Introduction

Clustering and dimension reduction are powerful tools which are hugely helpful in work with data. They are often used in studies associated with images. It is fascinating how these tools are used to gain information from pictures. This fascination was the main reason why I decided to perform image clustering and dimension reduction. For this purpose I created algorithm for detecting combine harvester manufacturer using mentioned tools. In this study I call it manufacturer detecting algorithm. This algorithm is based on detecting the color of the vehicle. In farming machines industry every manufacturer has his own color for painting machines (for example Massey Ferguson combine harvesters are red and black, Bizon combine harvesters are blue). This is why it is possible to detect combine harvester manufacturer using only the color of the machine. Nowadays there is possibility to buy machine in different color than recommended but it is additionally paid and rarely available. I want to mention that the main goal of this study is to check usage of clustering and dimension reduction in images (not to create the most correctly algorithm for detecting manufacturer), therefore this algorithm is basic and unreliable. For this reason I do not recommend to use it in other studies.

Libraries

Firstly, I load necessary libraries.

library(jpeg)
library(ggplot2)
library(reshape2)
library(data.table)
library(cluster)
library(ClusterR)
library(factoextra)
library(gridExtra)

Loading the image

Code below is used to load the original image and convert to RGB image. RGB images do not use a palette. The color of each pixel is determined by combination of red, green and blue intensities stored in each color plane at the pixel’s location.

readImage <- readJPEG("mf_combine.jpg")
longImage <- melt(readImage)
rgbImage <- reshape(longImage, timevar = "Var3",
                    idvar = c("Var1", "Var2"), direction = "wide")
rgbImage$Var1 <- -rgbImage$Var1
plot(Var1~Var2, data=rgbImage, main="Massey Ferguson combine harvester", col=rgb(rgbImage[c("value.1", "value.2", "value.3")]), asp=1, pch=".")

This is how RGB image looks like.

Clustering

I start with one of the most used algorithm - K-Means.

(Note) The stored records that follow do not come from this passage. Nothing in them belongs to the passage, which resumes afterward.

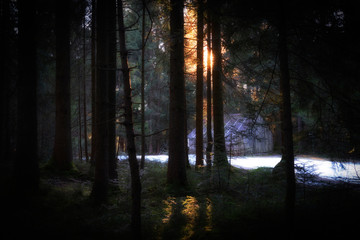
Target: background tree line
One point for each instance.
(87, 79)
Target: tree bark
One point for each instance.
(62, 158)
(84, 93)
(5, 65)
(199, 85)
(93, 81)
(111, 91)
(26, 169)
(142, 163)
(104, 16)
(176, 173)
(209, 97)
(220, 158)
(286, 124)
(131, 147)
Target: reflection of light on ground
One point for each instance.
(169, 203)
(191, 212)
(323, 167)
(208, 227)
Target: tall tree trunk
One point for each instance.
(176, 173)
(142, 162)
(131, 147)
(220, 158)
(26, 170)
(79, 113)
(286, 124)
(84, 92)
(209, 145)
(62, 158)
(111, 91)
(5, 28)
(199, 85)
(105, 13)
(93, 81)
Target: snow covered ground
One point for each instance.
(322, 167)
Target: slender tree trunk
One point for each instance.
(142, 163)
(79, 114)
(199, 85)
(286, 124)
(93, 81)
(209, 98)
(62, 158)
(84, 94)
(220, 158)
(105, 13)
(5, 65)
(26, 170)
(176, 173)
(131, 147)
(111, 92)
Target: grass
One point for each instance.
(250, 207)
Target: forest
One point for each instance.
(96, 94)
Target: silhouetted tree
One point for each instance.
(220, 157)
(129, 127)
(26, 170)
(199, 84)
(62, 157)
(176, 173)
(105, 66)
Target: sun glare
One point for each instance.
(191, 43)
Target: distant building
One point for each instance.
(243, 136)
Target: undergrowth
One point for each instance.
(251, 206)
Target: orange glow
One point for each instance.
(191, 43)
(205, 58)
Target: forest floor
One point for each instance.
(251, 207)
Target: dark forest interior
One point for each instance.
(91, 89)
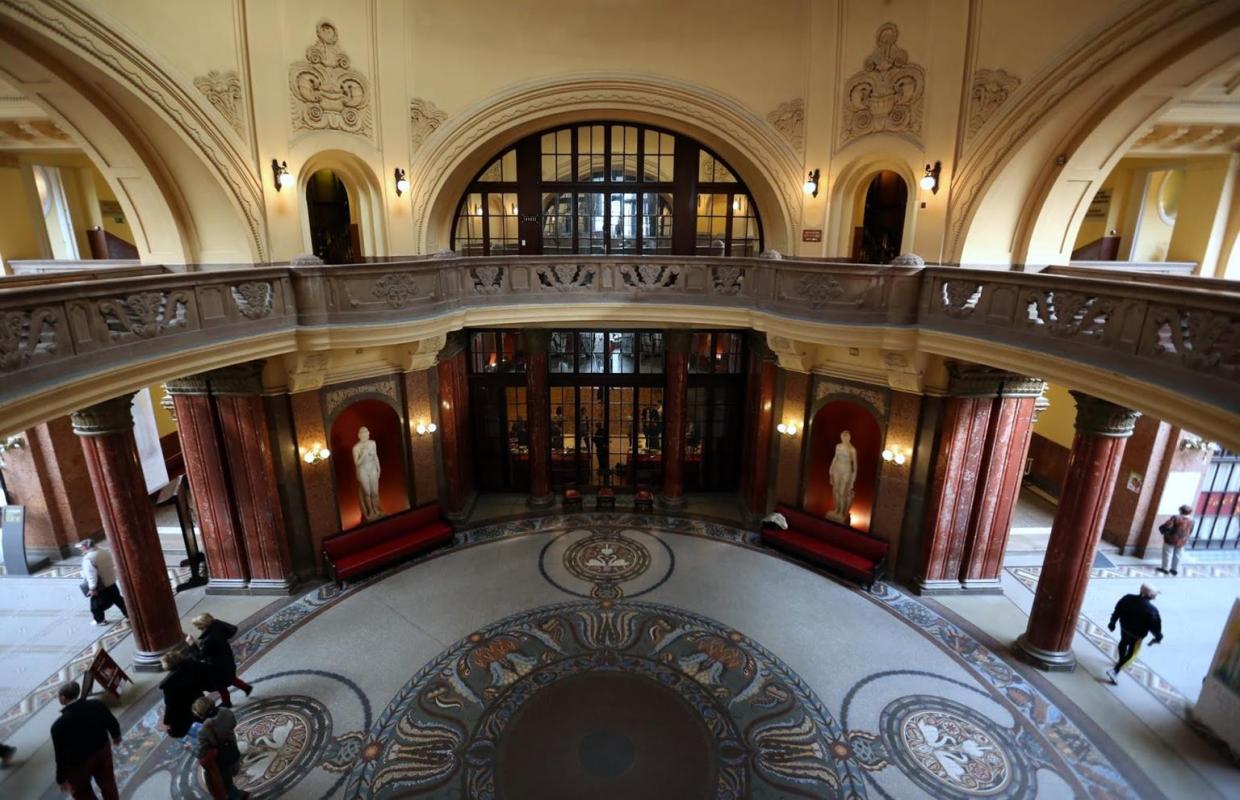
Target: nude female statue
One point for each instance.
(843, 475)
(366, 464)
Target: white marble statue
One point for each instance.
(843, 476)
(366, 463)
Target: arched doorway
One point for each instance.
(335, 236)
(867, 438)
(385, 428)
(878, 238)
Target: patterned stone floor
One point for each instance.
(557, 640)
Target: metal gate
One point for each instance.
(1218, 506)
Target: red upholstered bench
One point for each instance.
(385, 541)
(842, 550)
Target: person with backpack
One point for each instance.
(1176, 531)
(216, 656)
(217, 751)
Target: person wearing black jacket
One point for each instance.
(184, 685)
(1137, 618)
(213, 651)
(79, 737)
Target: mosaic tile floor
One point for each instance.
(443, 677)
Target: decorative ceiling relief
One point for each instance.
(991, 89)
(887, 94)
(424, 118)
(789, 120)
(326, 92)
(222, 89)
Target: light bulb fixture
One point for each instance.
(315, 453)
(280, 175)
(930, 180)
(895, 455)
(811, 184)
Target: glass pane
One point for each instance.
(592, 223)
(623, 223)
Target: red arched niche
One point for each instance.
(386, 431)
(825, 429)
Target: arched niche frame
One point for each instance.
(852, 180)
(382, 416)
(461, 146)
(365, 196)
(831, 414)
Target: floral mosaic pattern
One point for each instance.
(770, 732)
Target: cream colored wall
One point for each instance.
(1058, 419)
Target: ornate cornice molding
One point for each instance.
(1101, 418)
(110, 416)
(464, 133)
(115, 53)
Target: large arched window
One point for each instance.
(606, 187)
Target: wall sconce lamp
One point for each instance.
(811, 184)
(897, 455)
(315, 453)
(280, 175)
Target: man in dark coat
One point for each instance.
(79, 737)
(1137, 618)
(184, 685)
(216, 656)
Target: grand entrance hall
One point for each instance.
(799, 398)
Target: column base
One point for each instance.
(938, 587)
(982, 586)
(146, 661)
(544, 501)
(1045, 660)
(672, 504)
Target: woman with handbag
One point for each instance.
(1176, 531)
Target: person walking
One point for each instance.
(79, 737)
(101, 581)
(1137, 618)
(217, 751)
(184, 685)
(216, 656)
(1176, 531)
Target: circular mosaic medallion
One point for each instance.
(952, 751)
(606, 700)
(280, 741)
(606, 563)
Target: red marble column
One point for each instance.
(237, 395)
(454, 432)
(956, 470)
(538, 417)
(676, 397)
(107, 432)
(759, 431)
(1101, 432)
(199, 429)
(1007, 444)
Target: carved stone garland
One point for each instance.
(326, 93)
(887, 94)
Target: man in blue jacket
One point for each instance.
(1137, 618)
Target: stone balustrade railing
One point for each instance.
(1184, 337)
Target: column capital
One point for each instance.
(1102, 418)
(239, 380)
(971, 380)
(110, 416)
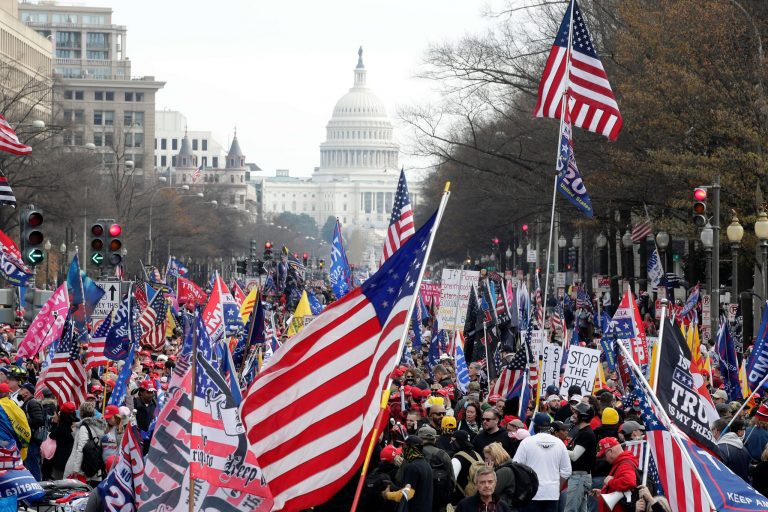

The goal is to minimize the differences within cluster and maximize the differences between clusters. It is done by partitioning N observations into K clusters in which each observation belongs to the cluster with the nearest mean.

kColors <- 7  # Number of clusters
kMeans <- kmeans(rgbImage[, 3:5], centers = kColors)

I decided to use K - Means algorithm with 7 clusters, because too few clusters makes image not enough color intensity. It is not desirable, because manufacturer detecting algorithm requires information about the most intensity color.(More about this algorithm in part “Combine harvester manufacturer detecting algorithm”).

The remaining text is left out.